Max couldn’t deny her words, although it was hard to prepare the things that she had asked. It might be too dangerous, even for himself to do it.
The air in the room turned so cold as the evening came. She squinted at the dark sky that was seen behind the kitchen’s window.
Her mind felt quiet for a moment, but then a sudden memory popped up on the back of her mind, of the flashbacks that appeared back and forth. There was one memory she remembered clearly, of the time she used to live in New Rochelle, New York. It was the first time she met Manson when she turned 25-year-old. They fell in love, got married, had a baby, and it was like any other normal life.
She gave the same middle name for her daughter as hers—Haile. It was like signature, and protection charm. Since she won’t use her full name publicly because of her personal matter with her Austrian family. Natalie Haile Ann von Aloise was long gone. After the marriage, she used her husband’s surname as a camouflage, hiding herself from those who had been chasing her life. It was now just Haile Charlotte.
Another memory she embraced, the one when she played with her daughter in the park. It was a place full of beautiful sunflowers, located near to their house in New Rochelle, and as the place changed her mind about everything.
Little Cathy was still one-year-old when she was able to see strange creatures. One classified as faerie. At the time, little fairies flee along on top of sunflowers, but they appeared indistinctly among the blue butterflies. Surely, Haile didn’t assure of what she saw, but it was the first time that she thought hardly of how to introduce such a hidden world to her little daughter. It might be hard for Cathy in the future, and it really did.
After they moved to Bisbee for good, Cathy was enrolled in the local elementary school. It marked the time when Cathy started to see weird things from the hidden world, which sometimes might look scary for a little girl. Haile made her final decision as she used her psychic ability to blind her daughter’s third eyes from seeing the unseen. It was the best thing a mom could do to protect her daughter.
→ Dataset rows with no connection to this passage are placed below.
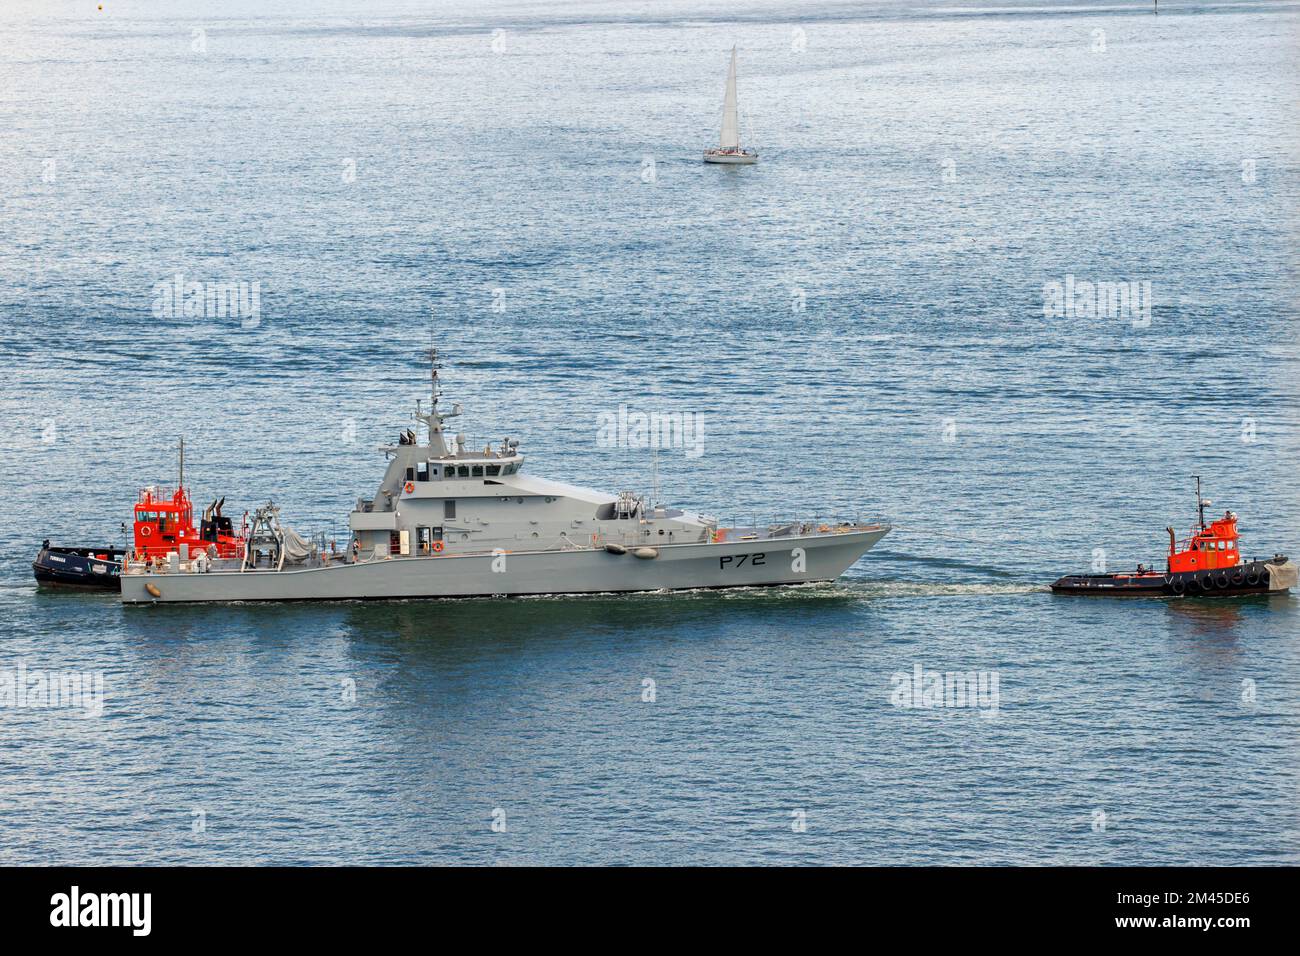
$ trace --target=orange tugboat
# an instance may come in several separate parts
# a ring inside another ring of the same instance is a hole
[[[48,587],[111,588],[120,586],[123,557],[137,562],[160,563],[175,554],[180,561],[191,557],[233,558],[243,554],[248,515],[238,533],[221,513],[225,498],[214,501],[194,526],[194,506],[185,490],[185,445],[181,443],[180,483],[176,489],[160,490],[151,485],[141,490],[132,509],[133,550],[121,548],[56,547],[48,540],[32,562],[38,584]],[[125,532],[126,525],[123,524]]]
[[[1243,562],[1237,516],[1225,511],[1222,518],[1206,524],[1208,504],[1209,500],[1201,497],[1198,476],[1198,527],[1181,542],[1173,528],[1165,529],[1169,532],[1169,554],[1163,573],[1139,564],[1136,571],[1120,574],[1067,574],[1052,585],[1052,590],[1057,594],[1234,597],[1284,593],[1296,586],[1297,568],[1286,555]]]

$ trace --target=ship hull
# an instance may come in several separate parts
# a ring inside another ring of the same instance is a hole
[[[1052,591],[1091,597],[1240,597],[1286,593],[1295,584],[1296,565],[1275,559],[1173,574],[1067,574],[1052,584]]]
[[[651,549],[394,557],[303,570],[130,573],[122,601],[400,600],[676,591],[833,581],[888,533],[870,530]],[[155,593],[156,592],[156,593]]]
[[[107,555],[108,560],[97,554]],[[41,548],[32,562],[32,574],[41,587],[116,591],[121,554],[112,548]]]
[[[720,166],[752,166],[758,162],[757,153],[718,153],[709,151],[704,154],[706,163],[715,163]]]

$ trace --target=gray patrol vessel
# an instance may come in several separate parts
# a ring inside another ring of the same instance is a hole
[[[242,555],[180,553],[131,560],[128,604],[185,601],[364,600],[757,587],[833,581],[889,532],[886,524],[790,522],[721,527],[716,518],[524,474],[519,443],[469,451],[444,427],[461,407],[432,394],[388,458],[379,490],[349,517],[343,551],[257,509]]]

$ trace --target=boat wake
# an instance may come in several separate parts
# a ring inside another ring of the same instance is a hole
[[[894,600],[899,598],[929,597],[1007,597],[1017,594],[1050,594],[1051,587],[1046,584],[1026,583],[1024,581],[989,583],[972,582],[959,584],[944,581],[846,581],[845,590],[867,600]]]

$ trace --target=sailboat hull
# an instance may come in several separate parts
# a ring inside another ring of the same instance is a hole
[[[723,166],[752,166],[758,162],[758,153],[723,153],[710,149],[704,153],[704,161]]]

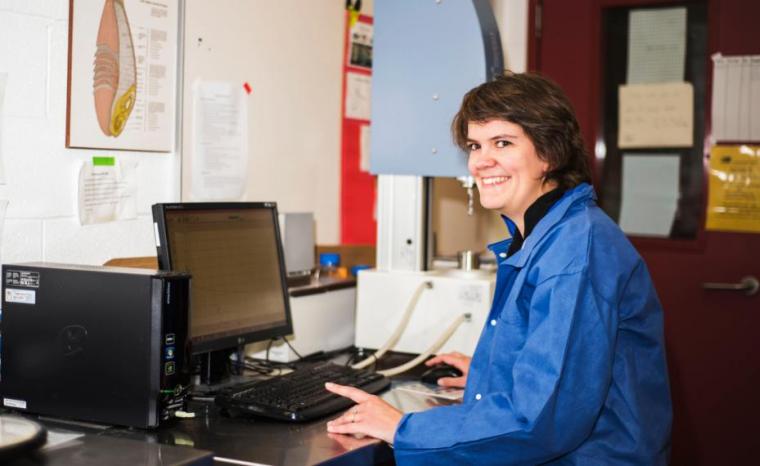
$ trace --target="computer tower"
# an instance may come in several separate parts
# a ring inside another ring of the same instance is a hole
[[[3,406],[141,428],[182,408],[188,274],[28,263],[2,277]]]

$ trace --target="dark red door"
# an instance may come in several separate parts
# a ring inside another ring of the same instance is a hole
[[[530,1],[529,67],[559,82],[573,101],[603,204],[604,196],[615,191],[611,183],[619,183],[614,170],[605,169],[609,151],[599,150],[604,142],[604,99],[609,95],[604,92],[609,76],[605,67],[610,66],[605,21],[610,9],[663,4],[696,5],[703,10],[704,28],[690,34],[706,34],[704,76],[696,80],[703,81],[698,117],[703,120],[703,134],[709,136],[709,56],[760,54],[760,1]],[[709,137],[696,140],[696,155],[687,156],[696,157],[691,163],[697,164],[699,176],[692,183],[694,192],[686,196],[684,205],[679,204],[680,210],[697,212],[694,231],[667,239],[631,238],[649,266],[665,309],[674,407],[671,464],[758,464],[760,293],[712,291],[703,284],[760,277],[760,234],[704,230],[704,167],[710,146]]]

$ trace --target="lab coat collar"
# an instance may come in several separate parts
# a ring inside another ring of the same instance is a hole
[[[528,257],[530,257],[535,245],[538,244],[541,239],[546,236],[548,231],[565,216],[565,213],[570,207],[577,202],[589,200],[596,200],[594,188],[588,183],[581,183],[575,188],[567,190],[567,192],[565,192],[565,194],[551,208],[549,208],[549,211],[538,221],[538,224],[536,224],[531,234],[525,238],[522,248],[512,256],[506,257],[509,246],[512,244],[512,238],[491,243],[488,245],[488,249],[496,255],[496,262],[499,265],[510,265],[512,267],[522,268],[528,261]],[[517,228],[515,222],[504,215],[501,217],[507,225],[510,235],[514,236],[515,229]]]

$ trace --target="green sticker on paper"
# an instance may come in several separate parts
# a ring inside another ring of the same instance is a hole
[[[92,164],[96,167],[112,167],[116,165],[116,159],[114,157],[93,157]]]

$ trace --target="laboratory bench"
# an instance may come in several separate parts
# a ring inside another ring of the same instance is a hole
[[[399,360],[403,360],[400,356]],[[397,361],[387,364],[389,367]],[[422,368],[393,379],[380,396],[404,412],[449,404],[439,398],[399,390]],[[48,429],[50,445],[9,466],[109,464],[145,465],[357,465],[394,464],[393,450],[372,438],[328,434],[333,416],[306,423],[230,416],[213,401],[191,400],[195,417],[174,419],[153,430],[51,420],[29,416]],[[213,457],[213,460],[211,459]]]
Day by day, everything turned wrong instead of normal. Cathy was smart, although it felt flimsy, she could feel it—of the truth that her mom kept as a secret.
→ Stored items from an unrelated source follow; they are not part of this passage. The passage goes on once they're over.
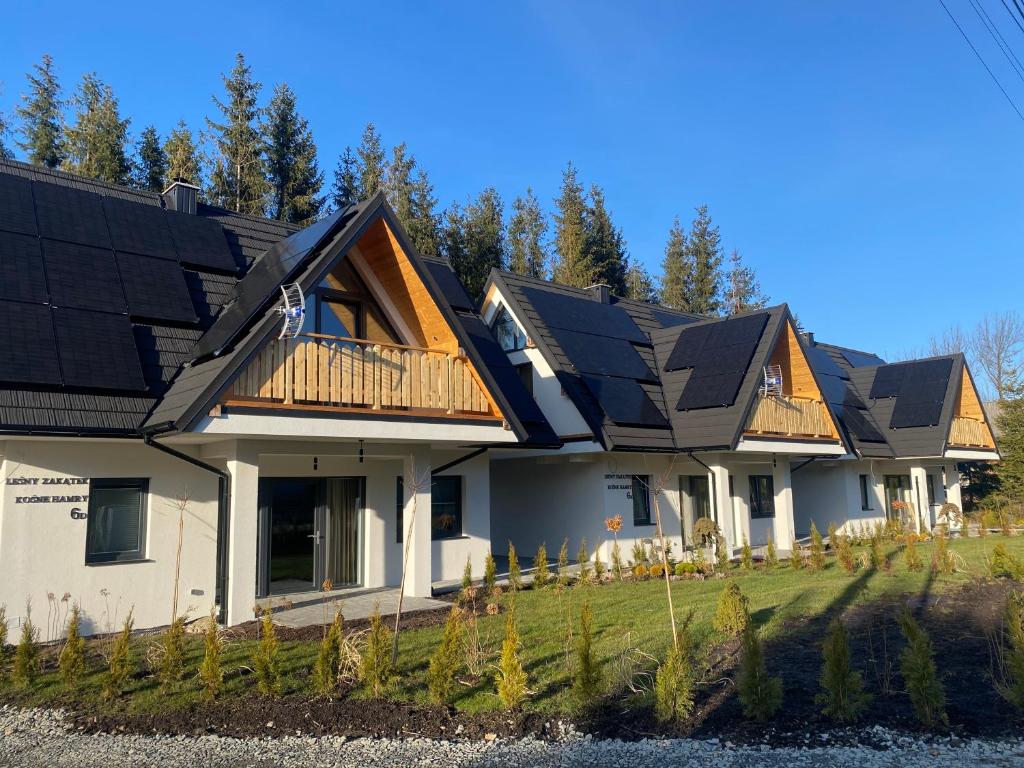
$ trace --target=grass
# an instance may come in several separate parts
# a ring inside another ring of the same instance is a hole
[[[941,591],[986,573],[985,559],[997,542],[1002,542],[1015,557],[1024,557],[1024,537],[953,540],[950,548],[963,558],[967,572],[948,576],[930,573],[926,568],[917,573],[907,571],[902,555],[895,544],[886,543],[886,557],[892,563],[890,572],[861,569],[849,575],[829,557],[821,572],[809,569],[793,571],[781,564],[772,571],[758,566],[752,572],[733,568],[730,578],[735,579],[749,598],[753,621],[762,628],[763,637],[770,638],[782,630],[785,622],[806,616],[842,609],[857,603],[884,596],[920,594],[926,590]],[[855,548],[859,555],[865,548]],[[930,563],[933,545],[918,545],[921,559]],[[712,618],[718,595],[727,582],[723,579],[707,581],[676,581],[672,594],[679,617],[694,611],[691,629],[698,646],[707,647],[720,638],[712,629]],[[607,583],[601,586],[576,586],[563,590],[553,588],[526,590],[515,598],[516,615],[522,636],[523,662],[532,695],[527,708],[535,711],[564,712],[573,708],[571,673],[566,665],[565,636],[567,617],[571,614],[574,626],[584,597],[590,602],[594,614],[594,653],[605,671],[611,661],[627,646],[636,647],[657,658],[663,658],[671,632],[666,615],[665,585],[661,581]],[[508,594],[501,598],[511,599]],[[490,663],[497,662],[504,632],[504,615],[483,616],[479,619],[481,645]],[[398,699],[427,703],[426,673],[430,655],[441,639],[443,626],[407,630],[401,635],[397,671],[400,680],[394,696]],[[578,630],[577,630],[578,632]],[[136,659],[144,667],[146,649],[156,640],[153,636],[137,638]],[[312,695],[310,670],[317,653],[317,643],[311,641],[281,642],[281,673],[283,695]],[[221,698],[252,695],[255,678],[247,672],[251,666],[253,641],[228,643],[223,651],[225,670]],[[89,706],[100,706],[102,686],[102,660],[100,641],[90,641],[87,647],[87,668],[79,691],[65,691],[58,672],[47,662],[46,671],[28,692],[17,692],[9,682],[9,675],[0,682],[0,701],[11,700],[30,705],[59,705],[78,700]],[[13,649],[8,649],[9,667]],[[53,653],[48,651],[47,658]],[[146,713],[161,712],[198,705],[202,699],[201,686],[195,672],[202,661],[202,638],[190,635],[186,645],[186,679],[161,691],[155,676],[138,675],[128,686],[126,694],[116,702],[102,705],[107,711]],[[488,673],[473,686],[461,687],[455,706],[466,712],[482,712],[500,708],[494,693],[494,684]],[[355,691],[353,696],[363,695]]]

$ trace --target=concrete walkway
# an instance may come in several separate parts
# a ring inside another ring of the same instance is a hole
[[[375,607],[380,607],[381,616],[394,616],[398,610],[398,589],[335,589],[330,592],[302,592],[292,595],[274,595],[259,601],[261,608],[274,611],[274,623],[292,629],[323,624],[324,601],[327,602],[327,620],[334,618],[335,606],[341,608],[346,619],[366,619]],[[409,597],[402,600],[402,614],[413,611],[427,611],[433,608],[447,608],[451,603],[429,597]]]

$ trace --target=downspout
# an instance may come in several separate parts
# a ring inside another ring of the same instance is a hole
[[[168,456],[173,456],[179,461],[184,461],[194,467],[199,467],[217,476],[217,575],[215,586],[215,597],[217,600],[217,621],[225,624],[228,619],[228,508],[231,497],[231,476],[222,469],[212,464],[200,461],[189,456],[187,453],[176,451],[163,443],[158,443],[151,435],[143,435],[142,441]]]
[[[458,459],[454,459],[453,461],[449,461],[447,464],[442,464],[437,469],[430,470],[430,476],[433,477],[434,475],[439,475],[442,472],[446,472],[447,470],[451,469],[452,467],[457,467],[459,466],[459,464],[463,464],[464,462],[467,462],[470,459],[475,459],[481,453],[486,452],[487,446],[484,446],[483,448],[477,448],[475,451],[471,451],[470,453],[467,453],[465,456],[462,456]]]
[[[708,476],[711,478],[711,511],[715,515],[715,520],[718,520],[718,483],[715,480],[715,473],[711,471],[711,467],[705,464],[703,461],[693,455],[693,451],[689,451],[686,454],[691,459],[700,464],[704,469],[708,471]]]
[[[789,470],[789,474],[790,475],[795,475],[799,470],[803,469],[808,464],[814,463],[817,460],[818,460],[817,456],[811,456],[811,458],[807,459],[807,461],[801,461],[799,464],[797,464],[795,467],[793,467],[791,470]]]

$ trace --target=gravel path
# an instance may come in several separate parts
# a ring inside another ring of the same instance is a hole
[[[202,766],[1024,766],[1024,739],[961,741],[936,738],[920,741],[882,728],[864,732],[869,747],[770,749],[738,747],[717,739],[699,741],[600,741],[566,734],[559,741],[434,742],[410,740],[345,740],[284,737],[228,739],[219,736],[164,737],[88,735],[62,722],[59,712],[0,707],[0,766],[131,766],[174,768]]]

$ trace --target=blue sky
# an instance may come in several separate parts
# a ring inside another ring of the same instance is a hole
[[[1024,105],[968,0],[946,2]],[[49,52],[68,90],[110,83],[134,131],[198,128],[241,50],[267,92],[296,90],[328,173],[371,120],[442,205],[491,184],[550,205],[572,160],[654,271],[707,203],[821,339],[895,356],[1021,308],[1024,122],[938,0],[303,6],[13,4],[0,111]]]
Everything fell apart by time, when Haile couldn’t explain about the supernatural world to her daughter. Therefore, she buried her own belief system, turning herself into a hypocrite.
During Haile’s childhood, she lived in a place looked like a castle in Austria, along with her mom and sister. She was just like Cathy, believing the superstitions, but now, that feeling had to disappear.
Until she came to conclusion, that Bisbee wasn’t the safest place to stay either. She didn’t even listen when Martha encouraged her to tell Cathy about the truth of her family. Haile was hesitating.
While she sat shivering alone from the cold, she kept waiting for further respond of agreement with the blacksmith.
This sleepless night was not her first nightmare. After all the things she had done to protect her daughter, everything began to lose in vain, immensely.